William Yang is principally known as a photographer exploring issues of cultural and sexual identity, integrating this practice with writing, performance and film. He recorded the emergent gay community and Sydney party scene of the 1970s and 80s, later exploring his Chinese heritage, with his photographic themes expanding to include landscapes and the Chinese in Australia. Yang’s work is held in the collections of many institutions both in Australia and abroad.

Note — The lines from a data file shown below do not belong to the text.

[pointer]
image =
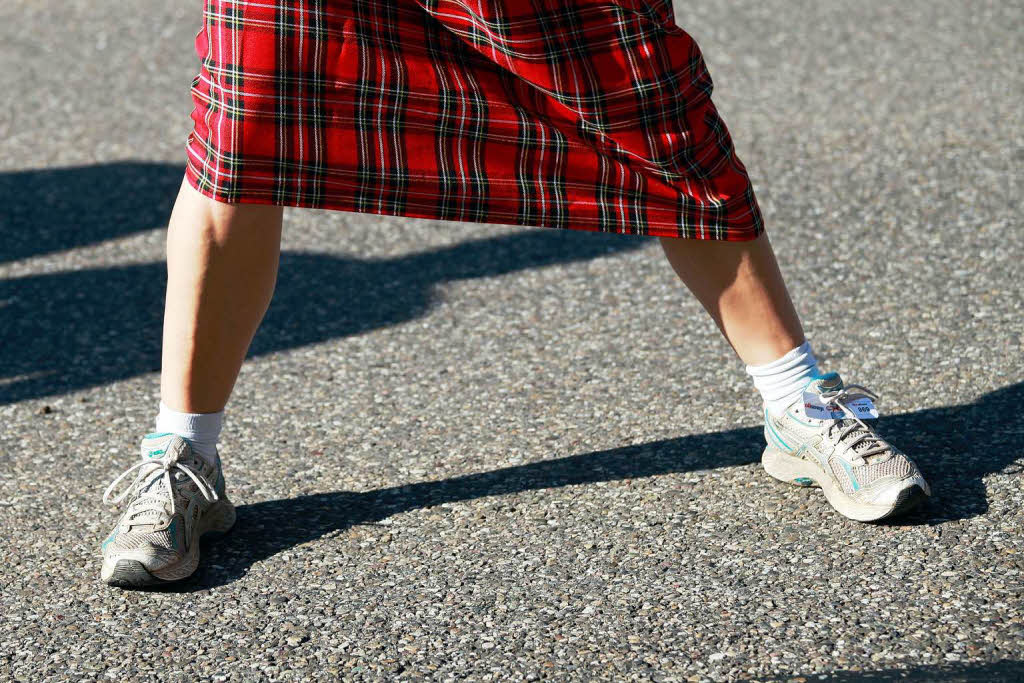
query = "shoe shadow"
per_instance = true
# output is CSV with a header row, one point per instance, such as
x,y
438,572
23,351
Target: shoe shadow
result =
x,y
48,210
955,446
67,331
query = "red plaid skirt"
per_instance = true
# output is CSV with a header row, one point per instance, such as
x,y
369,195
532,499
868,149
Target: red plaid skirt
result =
x,y
571,114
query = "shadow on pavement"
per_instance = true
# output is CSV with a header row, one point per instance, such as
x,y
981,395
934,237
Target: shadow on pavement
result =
x,y
956,446
66,331
1005,671
49,210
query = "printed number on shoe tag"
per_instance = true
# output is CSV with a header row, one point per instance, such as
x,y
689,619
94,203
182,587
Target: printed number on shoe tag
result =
x,y
863,408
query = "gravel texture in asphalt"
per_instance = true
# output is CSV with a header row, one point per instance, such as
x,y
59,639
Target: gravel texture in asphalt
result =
x,y
502,453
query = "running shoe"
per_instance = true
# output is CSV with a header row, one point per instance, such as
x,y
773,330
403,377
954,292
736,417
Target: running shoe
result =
x,y
823,440
175,498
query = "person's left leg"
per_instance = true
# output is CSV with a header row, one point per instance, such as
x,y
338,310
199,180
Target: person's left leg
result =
x,y
814,424
221,267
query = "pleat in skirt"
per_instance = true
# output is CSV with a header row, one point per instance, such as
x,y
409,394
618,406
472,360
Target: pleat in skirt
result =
x,y
567,114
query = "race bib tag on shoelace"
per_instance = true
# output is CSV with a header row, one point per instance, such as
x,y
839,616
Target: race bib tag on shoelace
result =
x,y
814,408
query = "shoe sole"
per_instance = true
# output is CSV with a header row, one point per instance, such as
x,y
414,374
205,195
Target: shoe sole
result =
x,y
132,572
803,473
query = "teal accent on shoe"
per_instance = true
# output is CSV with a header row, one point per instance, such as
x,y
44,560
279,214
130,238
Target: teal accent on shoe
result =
x,y
849,472
172,531
775,433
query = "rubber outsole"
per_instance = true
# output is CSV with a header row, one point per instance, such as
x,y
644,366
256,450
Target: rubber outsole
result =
x,y
133,574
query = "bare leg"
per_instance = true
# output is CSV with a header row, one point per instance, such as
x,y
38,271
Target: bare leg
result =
x,y
221,268
739,284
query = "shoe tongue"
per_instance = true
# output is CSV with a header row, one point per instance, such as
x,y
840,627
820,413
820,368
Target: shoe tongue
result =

Yasmin Purba is a human rights lawyer and an expert member of the Arus Pelangi, a prominent civil society organisation focussing on the advocacy of the human rights of the LGBTIQ communities in Indonesia. Yasmin is also a founder and a board member of the Community Legal Aid (LBH Masyarakat), a human rights-based legal aid organisation focussing on the abolition of the death penalty, prohibition of torture, and the elimination of stigma and discrimination against LGBTIQ people in Indonesia. She is currently working for UNAIDS Indonesia as a Senior Human Rights Consultant.
@yasminpurba

Vivek Shraya is an artist whose body of work crosses the boundaries of music, literature, visual art, and film. Her album with Queer Songbook Orchestra, Part‑Time Woman, was included in CBC’s list of Best Canadian Albums of 2017, and her first book of poetry, even this page is white, won a 2017 Publisher Triangle Award. Her best-selling new book, I’m Afraid of Men, was her­ald­ed by Vanity Fair as “cultural rocket fuel.” A Polaris Music Prize nominee and four-time Lambda Literary Award finalist, Vivek was a 2016 Pride Toronto Grand Marshal, and has received honours from The Writers’ Trust of Canada and CBC’s Canada Reads. She is currently a director on the board of the Tegan and Sara Foundation and an Assistant Professor of Creative Writing at the University of Calgary.
@vivekshraya

Steven Oliver is a descendant of the Kuku-Yalanji, Waanyi, Gangalidda, Woppaburra, Bundjalung and Biripi (in other words, biggest mob) peoples. He was born in Cloncurry in North West Queensland and grew up in Townsville before moving to Perth to study performing arts. He has worked with numerous theatre companies and arts organisations across Australia but became notorious with ABC’s hit sketch show Black Comedy as a writer/actor/associate producer. He is also a published playwright and poet and flies about the country working as either an actor, writer, mc, keynote speaker, poet, wannabe cabaret performer or as he simply likes to refer to himself, a black of all trades.
Steven Oliver Official


ABOUT THE CURATORS:

Maeve Marsden is a writer, producer and theatre maker who works across comedy, cabaret, live music and storytelling. Her work has appeared in the Sydney Morning Herald, Guardian Australia, Junkee, ABC Online, SBS Online, Daily Review and Archer Magazine, among others. In 2018, she edited at the ABC’s Sydney Mardi Gras 40th Anniversary Magazine, and since 2016 she has curated and hosted Queerstories around the country, a storytelling event, book and podcast. As a child of same-sex parents, she is passionate about the rights of diverse families, and she writes and speaks on the issue often. Maeve likes gin, dancing, cheese, and TV melodramas with good ethics and bad dialogue.
@maevemarsden

Nikki Stevens is a film editor who works in documentary and drama. Jirga (2018) was screened at Sydney Film Festival, Melbourne International Film Festival and Toronto International Film Festival, it also took home top honors at Cinefest Oz. Black Divaz (2017) won Audience Choice at Queerscreen 2017, Heart of the Queen (2016) won Best Short at the Antenna Documentary Film Festival in 2016, and Hanson: Please Explain?! (2016) won a best director AACTA award. She lives and works in Sydney, and she is often accompanied to edit suites by her dog-friend Frank; he has an excellent eye and is prone to incisive critical feedback.